O “funil” do orçamento entre as Polícias 

Embora a maior parte dos recursos tenha sido destinada às polícias, o estudo expõe a desproporcionalidade na distribuição dos gastos com essa categoria: as Polícias Militares, responsáveis pelo patrulhamento e policiamento ostensivo, consumiram 59,7% dos recursos, com R$ 52,2 bilhões gastos em 2024. Já as Polícias Civis, encarregadas da investigação dos crimes e registros de ocorrências, contaram com 23% dos orçamentos, o equivalente a R$ 20,2 bilhões. As polícias técnico-científicas, especializadas na produção de provas técnicas, receberam apenas 3% do total gasto com todas as polícias, segundo o levantamento.

Polícia Técnico-Científica

Ainda que tenham registrado um aumento de 8% no total de seus recursos na comparação com o ano anterior, totalizando R$ 2,5 bilhões em 2024, os valores recebidos estão longe do montante gasto com as demais polícias. O crescimento dos investimentos nas polícias técnico-científicas em relação a 2023 foi puxado por cinco estados: Rio Grande do Sul, com R$ 56 milhões (30%); Paraná, com R$ 28 milhões (18%); Santa Catarina, com R$ 26 milhões (11%); Rondônia, com R$ 6 milhões (15%); e Sergipe, com R$ 4 milhões (19%).

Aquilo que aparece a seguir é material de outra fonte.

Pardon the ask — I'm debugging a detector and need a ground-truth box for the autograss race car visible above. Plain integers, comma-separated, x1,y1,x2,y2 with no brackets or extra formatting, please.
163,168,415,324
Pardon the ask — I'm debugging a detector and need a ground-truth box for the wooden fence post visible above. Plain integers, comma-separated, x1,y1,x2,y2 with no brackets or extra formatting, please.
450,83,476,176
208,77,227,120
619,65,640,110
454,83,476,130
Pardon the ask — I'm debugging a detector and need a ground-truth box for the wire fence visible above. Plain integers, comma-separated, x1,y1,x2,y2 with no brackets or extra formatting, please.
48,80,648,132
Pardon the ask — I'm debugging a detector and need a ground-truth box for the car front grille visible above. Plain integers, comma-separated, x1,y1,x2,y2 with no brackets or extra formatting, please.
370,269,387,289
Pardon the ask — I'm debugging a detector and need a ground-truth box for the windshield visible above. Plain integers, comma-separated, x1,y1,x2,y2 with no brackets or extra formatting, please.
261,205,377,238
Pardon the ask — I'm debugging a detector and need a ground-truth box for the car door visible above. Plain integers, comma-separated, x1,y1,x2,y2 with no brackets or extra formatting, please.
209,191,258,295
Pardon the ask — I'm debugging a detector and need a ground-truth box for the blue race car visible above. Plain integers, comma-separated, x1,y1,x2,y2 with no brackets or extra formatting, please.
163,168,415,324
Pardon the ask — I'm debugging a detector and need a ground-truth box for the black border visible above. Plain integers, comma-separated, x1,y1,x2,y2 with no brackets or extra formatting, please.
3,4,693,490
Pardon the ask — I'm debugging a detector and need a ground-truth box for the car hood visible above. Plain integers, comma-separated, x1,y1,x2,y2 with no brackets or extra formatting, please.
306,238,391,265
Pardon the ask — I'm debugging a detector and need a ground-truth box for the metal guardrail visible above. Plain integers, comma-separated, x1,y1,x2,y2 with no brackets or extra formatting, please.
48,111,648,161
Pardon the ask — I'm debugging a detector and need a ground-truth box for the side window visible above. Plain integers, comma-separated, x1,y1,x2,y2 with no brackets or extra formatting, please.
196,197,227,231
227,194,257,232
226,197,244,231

Embora o Rio de Janeiro tenha sido o estado que, proporcionalmente, mais destinou recursos às polícias em 2024, não houve qualquer investimento na polícia técnico-científica, especializada na produção de provas técnicas. Dos R$ 10,3 bilhões gastos pelo estado com as polícias, 79% (R$ 8 bilhões) foram direcionados à Polícia Militar, enquanto 24% (R$ 2,2 bilhões) ficaram com a Polícia Civil – a Polícia Técnico-Científica do Rio de Janeiro ficou sem orçamento próprio.

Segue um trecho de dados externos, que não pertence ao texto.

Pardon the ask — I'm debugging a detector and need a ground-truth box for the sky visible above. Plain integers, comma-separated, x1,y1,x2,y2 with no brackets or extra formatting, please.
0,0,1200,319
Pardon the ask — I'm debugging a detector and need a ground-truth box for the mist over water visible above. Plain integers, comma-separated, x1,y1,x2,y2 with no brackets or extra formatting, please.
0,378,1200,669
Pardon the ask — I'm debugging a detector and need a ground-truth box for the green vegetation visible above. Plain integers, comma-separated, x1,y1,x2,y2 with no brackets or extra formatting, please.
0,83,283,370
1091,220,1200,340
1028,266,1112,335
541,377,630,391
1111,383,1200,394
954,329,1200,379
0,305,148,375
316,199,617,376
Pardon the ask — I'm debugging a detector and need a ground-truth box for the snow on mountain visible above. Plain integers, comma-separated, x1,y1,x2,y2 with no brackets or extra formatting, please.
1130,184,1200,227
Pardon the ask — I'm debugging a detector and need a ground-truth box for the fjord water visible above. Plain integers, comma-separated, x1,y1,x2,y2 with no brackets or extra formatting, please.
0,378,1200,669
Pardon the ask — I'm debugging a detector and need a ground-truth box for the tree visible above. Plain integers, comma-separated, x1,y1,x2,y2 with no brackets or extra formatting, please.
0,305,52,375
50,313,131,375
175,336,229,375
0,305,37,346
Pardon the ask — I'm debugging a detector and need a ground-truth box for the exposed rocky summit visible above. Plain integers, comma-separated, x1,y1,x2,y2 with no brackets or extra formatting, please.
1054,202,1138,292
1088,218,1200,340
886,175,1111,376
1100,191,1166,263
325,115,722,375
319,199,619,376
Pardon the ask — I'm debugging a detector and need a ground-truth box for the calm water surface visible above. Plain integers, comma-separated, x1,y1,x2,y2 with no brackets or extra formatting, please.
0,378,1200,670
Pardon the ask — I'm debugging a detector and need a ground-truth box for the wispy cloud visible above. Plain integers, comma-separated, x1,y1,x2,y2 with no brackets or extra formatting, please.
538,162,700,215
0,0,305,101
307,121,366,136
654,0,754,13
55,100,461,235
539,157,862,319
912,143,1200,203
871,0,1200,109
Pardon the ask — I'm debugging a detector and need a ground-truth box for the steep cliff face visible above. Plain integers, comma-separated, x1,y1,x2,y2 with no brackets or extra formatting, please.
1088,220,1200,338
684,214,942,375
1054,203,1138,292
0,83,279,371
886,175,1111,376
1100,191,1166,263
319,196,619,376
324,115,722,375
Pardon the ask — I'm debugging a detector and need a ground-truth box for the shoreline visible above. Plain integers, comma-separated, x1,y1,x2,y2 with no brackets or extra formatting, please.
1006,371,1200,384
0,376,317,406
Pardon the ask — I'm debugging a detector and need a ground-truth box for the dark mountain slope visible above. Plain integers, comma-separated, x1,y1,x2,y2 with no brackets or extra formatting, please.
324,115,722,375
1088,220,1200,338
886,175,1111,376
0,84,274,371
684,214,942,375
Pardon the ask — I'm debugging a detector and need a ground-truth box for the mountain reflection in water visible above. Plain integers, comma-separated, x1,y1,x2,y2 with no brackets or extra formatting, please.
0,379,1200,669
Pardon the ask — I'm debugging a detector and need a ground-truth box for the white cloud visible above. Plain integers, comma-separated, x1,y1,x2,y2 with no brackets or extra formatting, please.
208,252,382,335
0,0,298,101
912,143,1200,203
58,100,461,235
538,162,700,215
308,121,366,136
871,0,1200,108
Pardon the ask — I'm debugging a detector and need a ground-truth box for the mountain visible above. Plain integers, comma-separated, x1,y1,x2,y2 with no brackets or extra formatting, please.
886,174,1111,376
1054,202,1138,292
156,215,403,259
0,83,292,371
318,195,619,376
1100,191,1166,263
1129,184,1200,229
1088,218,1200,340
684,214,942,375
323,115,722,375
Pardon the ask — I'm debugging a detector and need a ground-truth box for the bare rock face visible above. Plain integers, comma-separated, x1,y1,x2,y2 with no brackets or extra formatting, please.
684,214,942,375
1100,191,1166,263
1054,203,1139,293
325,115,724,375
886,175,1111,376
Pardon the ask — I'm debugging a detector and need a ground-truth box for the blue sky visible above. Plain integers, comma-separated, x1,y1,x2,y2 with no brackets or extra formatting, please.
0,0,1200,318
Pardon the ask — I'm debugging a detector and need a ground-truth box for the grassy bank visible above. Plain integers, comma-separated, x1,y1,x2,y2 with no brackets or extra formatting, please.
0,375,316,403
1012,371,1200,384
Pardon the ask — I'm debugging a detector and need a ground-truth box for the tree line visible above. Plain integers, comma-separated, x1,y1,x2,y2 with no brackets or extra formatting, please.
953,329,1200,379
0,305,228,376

O caso das polícias técnico-científicas é emblemático da falta de planejamento e má distribuição de recursos entre as corporações. É alarmante perceber o baixo investimento na produção de provas e na análise de vestígios de crimes, essenciais para comprovar a ocorrência de delitos, identificar envolvidos e garantir a efetividade da segurança pública nos estados. “O desinvestimento na produção de prova, na busca por materialidade e autoria, coloca em xeque a legitimidade do encarceramento massivo há anos naturalizado no país. Trata-se de um vício na porta de entrada. Prisões feitas em policiamento ostensivo, sem investigação e sem produção de provas não têm como ser consideradas legítimas”, explica Luciana Zaffalon.

Outros R$ 11 bilhões (14,5%) foram distribuídos, em 2024, em despesas compartilhadas entre as forças policiais que, muitas vezes, se utilizam não apenas do mesmo recurso, mas também de estruturas ou serviços em comum.

O orçamento do sistema prisional nos estados

Proporcionalmente, os estados que mais gastaram com o sistema penitenciário em 2024 foram o Espírito Santo, com 3,1% (R$ 859 milhões); Santa Catarina, com 2,9% (R$ 1,3 bilhão); Rio Grande do Sul, com 2,8% (R$ 1,8 bilhão); Rondônia, com 2,8% (R$ 409 milhões); e Minas Gerais, com 2,6% (R$ 2,7 bilhões).

Em relação a 2023, os gastos com o sistema prisional cresceram 61% no Espírito Santo e 41% no Rio Grande do Sul. O estado do Amazonas apresentou aumento de 19% nas despesas com essa finalidade, totalizando R$ 634 milhões, e ultrapassou o valor previsto na Lei Orçamentária Anual (LOA) em 64%.

Já em números absolutos, os cinco estados que mais destinaram recursos ao sistema prisional foram São Paulo (R$ 5 bilhões), Minas Gerais (R$ 2,8 bilhões), Rio Grande do Sul (R$ 1,8 bilhão), Santa Catarina (R$ 1,4 bilhão) e Paraná (R$ 1,3 bilhão).

Visualizador dos dados 

A edição de 2024 da pesquisa está disponível na plataforma interativa do JUSTA, visualizador de dados, que permite o acesso na íntegra a todos os dados sobre orçamento dos estados brasileiros, com destaque para gastos com polícias, sistema penitenciário e investimentos em políticas para egressos.